Their house, 2,300 square feet with four bedrooms and two full baths, cost them $400,000 probably about $125,000 less than they would have paid at the market's peak.
"I love Elk Grove," Jene Claude said. "It's like a small town but it's big. I don't think I've ever met a rude person in Elk Grove. It's really family oriented."
Her own extended family aunts, uncles and grandparents lives nearby.
The Claudes aren't worried about the paucity of neighbors in Laguna Ridge they will come, they say. But they are irked by one facet of living in a 1,900-acre vacant lot.
"The only thing that really bugs us is the fence around that park!" the young mother said. "It wasn't so bad when it was just an overgrown patch but now it's finished and the kids can't get in."
Constellation Park is closed because it has not been officially turned over to the city by the developers. It's just one more detail for the consortium of landowners who already have sunk $80 million into infrastructure at Laguna Ridge (which they've dubbed "Madeira" to differentiate it from various other Lagunas in Elk Grove).
Real estate attorney John Hodgson represents developers who control about 90 percent of Laguna Ridge. Hodgson says no single factor is to blame for the stalled development but he wishes the city of Elk Grove had moved faster in the planning process.
"The bottom line is that this project got approved in 2004 when the market was at its pinnacle," Hodgson said. "Real estate is cyclical. With the delays of the city both before and after adoption of the plan, the fact is that this development missed the cycle. And the infrastructure investment was huge the city required us to do it upfront and in advance."

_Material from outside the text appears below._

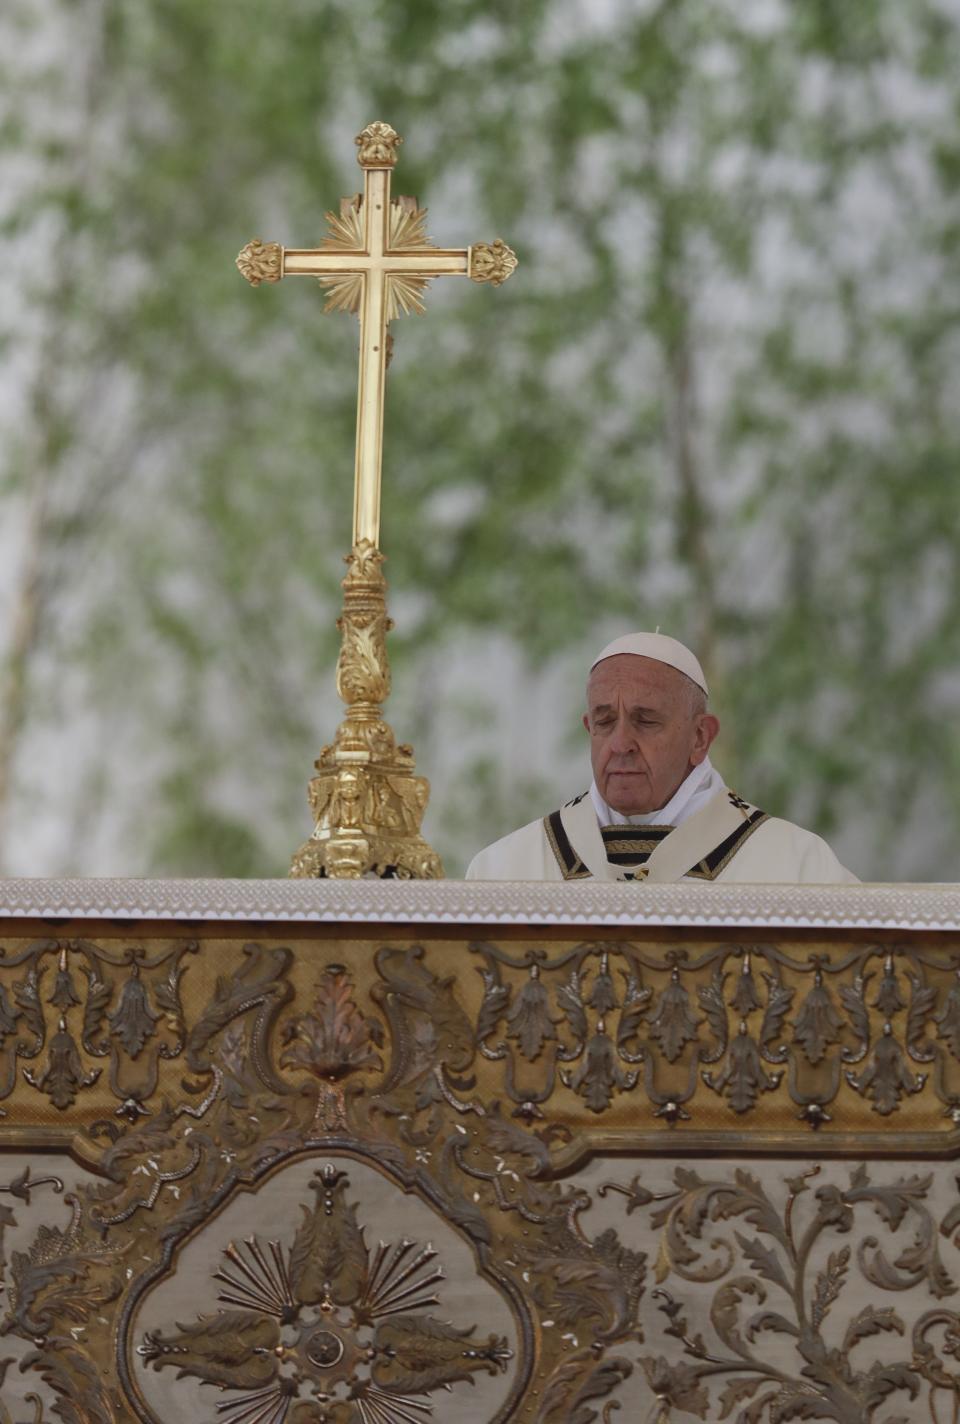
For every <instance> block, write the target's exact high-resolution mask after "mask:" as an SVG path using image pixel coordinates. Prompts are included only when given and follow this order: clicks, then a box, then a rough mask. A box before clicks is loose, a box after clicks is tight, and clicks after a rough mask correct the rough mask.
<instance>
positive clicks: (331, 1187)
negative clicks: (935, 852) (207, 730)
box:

Plans for Laguna Ridge were already under way in 2000, when Elk Grove incorporated, according to Jessica Shalamunec, the city's planning manager. The new city took over the project from Sacramento County.
"The City Council's desires were different from the county's, so basically the developers had to go back to the drawing board," Shalamunec said. "The council wanted offices and other commercial, additional parks and more open space the very features that make it the crown jewel it is today."
As for the real estate cycle moving from boom to bust, that's obviously beyond the city's control, she said. Also: "Keep in mind this was a development project, not a city project. They build at their own pace."
Well, yes and no. Elk Grove did require the infrastructure to be finished first, pushing housing construction back. The city also set a cap of 1,200 new houses per year a sad joke, as it turned out.
So far, the city has issued only 397 building permits, 240 of them for a Del Webb subdivision for the plus-55 crowd on one corner of Laguna Ridge. The bulk of the city's crown jewel is jack rabbit habitat.
"It breaks my heart," said Kathryn Boyce, a Northern California real estate analyst for Hanley Wood Market Intelligence. "Laguna Ridge would be perfect a shining star. But the market crashed so quickly and deeply that it didn't happen."
Still, Boyce is a believer in real estate cycles. She sees pioneers like the Claude family as simply ahead of the curve.
"If they just bought, they got a great deal and they're in on the ground floor," she said. "The housing market will come back with a roar. At Laguna Ridge, all the infrastructure is in place and you'll see a ton of houses all opening at once. It's poised to come back like wildfire."
So check back in a couple years. Laguna Ridge may be ground zero of the great real estate explosion of 2010.